The stratigraphic in the northeast Song Hong Basin is divided
into 02 sections are pre-Cenozoic basement and Cenozoic sediments.
Pre-Cenozoic basement consists of carbonate rocks, Paleozoic
terrigenous, metamorphic rocks. They were found in the exploration
wells. Cenozoic mainly conglomerate, sandstone, claystone and
silstone were deposited in lakes, deltas and marine environment.
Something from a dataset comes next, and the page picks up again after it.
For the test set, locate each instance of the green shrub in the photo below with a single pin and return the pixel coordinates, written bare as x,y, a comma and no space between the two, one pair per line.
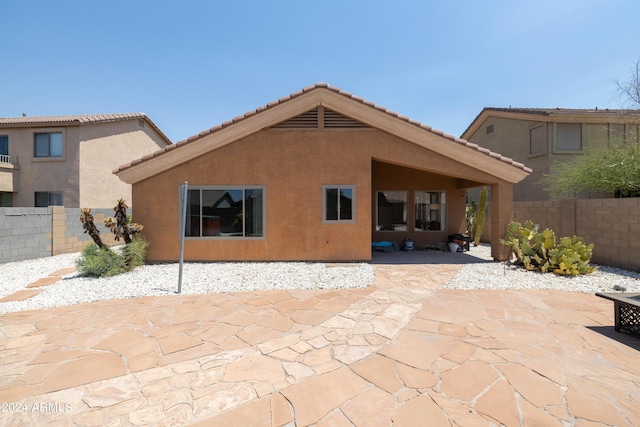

Cenozoic is divided into 7 formations from the Eocene to Quaternary
including: Phu Tien, Dinh Cao, Phong Chau, Phu Cu, Tien Hung,
Vinh Bao and Hai Duong, Kien Xuong.
Petroleum system: mainly source rocks are Oligocene and
Miocene; reservoir include Oligoxen, Mioxen clastic and pre-
Cenozoic carbonate; seal is Oligoxen, Mioxen claystone; Traps are
mainly structural traps.
1.5. Tectonic history
Based on the analysis results from neck and neck specified
plant, Cocks and Torsvik (2013) suggest that in the early Paleozoic,
Southeast Asia is part of Gondwana, located at 300 south latitude
neck. The continental shelf of Vietnam located at 2 different plate:
The northern segment of south China plate (S.China), the southern
segment of Annamia plate.
The spreading and continental margin of Gondwana break
occurred in the early Ordovician, the microplate S.China and
Annamia separated from Gondwana, moving northward, Sibumasu
plate started moving southwards. This process is ongoing up to early
Devonian.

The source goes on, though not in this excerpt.